On Sun, Oct 16, 2011 at 08:45:34PM -0600, John Hopkins wrote:
> But I also make this statement in the Quantum sense where The
> Observer changes That Which Is Observed.
This is what I had in mind,
> Having observers versus
> participants deeply affects the flow of an event. Now, someone will
> point out that many of the observers ARE participating;
but I would conclude the opposite: since, as Heisenberg told us, there is
no such a thing as reality without observation, we may think that there
are only observers, and that the difference between participants and
observers is apparent.
memory and databases, then, become important, because they are the only
proofs and traces of 'reality' - if it ever happened.
but nowadays mediation is excessive and there is a form of fusion between
humans and measurement and recording instruments, a fusion which may bring
about the surpassing of organic perception as a source of knowledge.

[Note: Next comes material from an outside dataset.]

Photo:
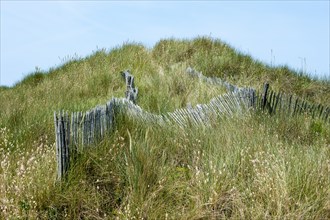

because mediating becomes an alibi, a refusal to feel, deferring to the
machinic memory - and to a future data mining, any relation with a present
pale and uncertain.
thus, isn't mediation (life recording) in some of these cases
(entertainment and activism) becoming a way to avoid observation - where
observation is an active process in the creation of a collectively shared
form of reality (and mediation is a passive method)?
> It is in
> the space of the immediate present where we encounter most
> profoundly the unknown Other. And with the encounter with the
> unknown, we learn to see the world differently, we are changed, and
> we change Others.
And it is only in the immediate present that this relation of attraction
and repulsion with Alterity can be embodied and disembodied, and the will
to be possessed can be satisfied.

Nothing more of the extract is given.